The S&P BSE Sensex (SENSEX) dropped 0.8 percent to 25,246.43 at 11:52 a.m. in Mumbai after rising as much as 0.7 percent at the start of Finance Minister Arun Jaitley budget speech. The gauge is poised for a three-day, 3.4 percent loss, the biggest since Sept. 24.

“Investors are selling as the budget has so far spelt out only long-term measures but nothing for the immediate term,” Jeetendra Panda, managing director of Peerless Securities Ltd., said in a phone interview. “No reformist measures have been announced yet.”

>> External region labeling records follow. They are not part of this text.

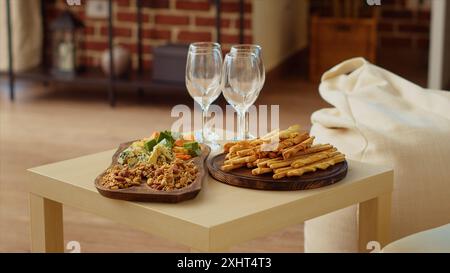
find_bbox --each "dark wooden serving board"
[206,154,348,191]
[95,141,211,203]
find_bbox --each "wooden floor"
[0,71,326,252]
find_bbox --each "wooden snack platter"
[206,153,348,191]
[95,141,211,203]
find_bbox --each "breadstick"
[236,147,258,156]
[223,142,236,153]
[252,168,272,175]
[220,164,244,172]
[282,136,314,159]
[257,157,282,168]
[226,155,258,165]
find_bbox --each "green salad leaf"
[156,131,175,148]
[183,141,202,157]
[144,139,158,153]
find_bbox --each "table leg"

Modi’s two-month-old government kept budget deficit target unchanged despite concerns that oil and food prices will rise in a push to bolster public finances. The deficit will narrow to 4.1 percent of gross domestic product in the year to March 31, 2015, as projected by the previous administration, Jaitley said. The target is a seven-year low from the previous year’s 4.5 percent.

Local stocks have added about $ 200 billion of market value since Modi was elected in May pledging to curb inflation, encourage foreign investment and create manufacturing jobs.

Overseas investors bought a net $ 80.9 million of domestic shares on July 8, data compiled by Bloomberg show. That boosted this year’s inflows to $ 10.9 billion, the most among eight Asian markets tracked by Bloomberg.

The Sensex has surged 20 percent this year, the best performer among the world’s 10 biggest markets, and is valued at 15.5 times projected 12-month profits. The MSCI Emerging Markets Index is trading at a multiple of 11.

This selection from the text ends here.